En este contexto, el contraste entre el padre Jud y Monseñor Wicks resulta revelador. Jud representa una vocación elegida: joven, incómodo, con una historia personal que lo llevó a la Iglesia por convicción y no por herencia. Wicks, en cambio, encarna una autoridad rígida, heredada, sostenida más por el peso de la sotana que por la coherencia de vida. No es difícil entender por qué el asesinato despierta sospechas múltiples: los pocos fieles que permanecen cargan motivos suficientes para desear la muerte de un hombre que acusa, somete y gobierna desde una autoridad moral vaciada.
La llegada de Jud no es bien recibida precisamente por eso. Su juventud y su convicción lo llevan a cuestionar las formas calcificadas de una comunidad acostumbrada a obedecer sin preguntar. Como ocurre en tantas dinámicas familiares y sociales, los mayores llaman insolentes a los jóvenes que se atreven a señalar que algo ya no funciona. Pero es solo a través de ese cuestionamiento -de esa exigencia de justicia y coherencia- que las estructuras pueden transformarse.
Por eso, el giro católico no es únicamente una recuperación estética, sino también un ajuste de cuentas histórico. Desde la proclamación de la “muerte de Dios” en el siglo XIX, la Iglesia ha acumulado rechazos marcados por contextos nacionales específicos: una España atravesada por el franquismo y la imposición religiosa, o un México forjado por persecuciones cristeras y un laicismo constitucional que aún hoy desconfía de cualquier expresión religiosa en el espacio público. El tiempo ha pasado, y con él la posibilidad de una mirada menos reactiva.

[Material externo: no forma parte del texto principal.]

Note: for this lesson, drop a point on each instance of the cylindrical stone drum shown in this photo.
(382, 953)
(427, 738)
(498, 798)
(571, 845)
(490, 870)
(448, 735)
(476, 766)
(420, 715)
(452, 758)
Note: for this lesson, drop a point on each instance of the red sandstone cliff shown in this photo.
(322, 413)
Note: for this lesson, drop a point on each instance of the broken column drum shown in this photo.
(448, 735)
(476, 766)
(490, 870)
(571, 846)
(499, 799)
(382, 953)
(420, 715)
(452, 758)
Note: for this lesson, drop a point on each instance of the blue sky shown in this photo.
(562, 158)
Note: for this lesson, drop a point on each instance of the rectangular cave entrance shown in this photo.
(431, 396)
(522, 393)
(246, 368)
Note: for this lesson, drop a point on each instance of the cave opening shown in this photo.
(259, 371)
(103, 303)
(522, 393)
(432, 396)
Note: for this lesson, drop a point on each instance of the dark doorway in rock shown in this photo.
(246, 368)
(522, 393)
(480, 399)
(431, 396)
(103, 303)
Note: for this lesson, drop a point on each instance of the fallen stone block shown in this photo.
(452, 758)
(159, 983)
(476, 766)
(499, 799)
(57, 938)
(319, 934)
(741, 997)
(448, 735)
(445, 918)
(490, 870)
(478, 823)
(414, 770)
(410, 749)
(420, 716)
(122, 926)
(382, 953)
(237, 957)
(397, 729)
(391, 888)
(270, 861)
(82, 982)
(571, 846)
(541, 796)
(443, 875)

Hoy, una nueva generación se permite revisar esa institución milenaria sin imposiciones ni terror al infierno. No para absolverla automáticamente, pero tampoco para descartarla sin matices. Wake Up Dead Man resulta inquietante porque se inscribe en un momento histórico distinto: uno en el que la Iglesia deja de ser un objeto de obediencia o de escándalo para convertirse en materia de exploración cultural. Desde ahí, lo católico reaparece no como imposición ni como refugio, sino como un territorio simbólico que una nueva generación se permite recorrer sin miedo y sin consignas.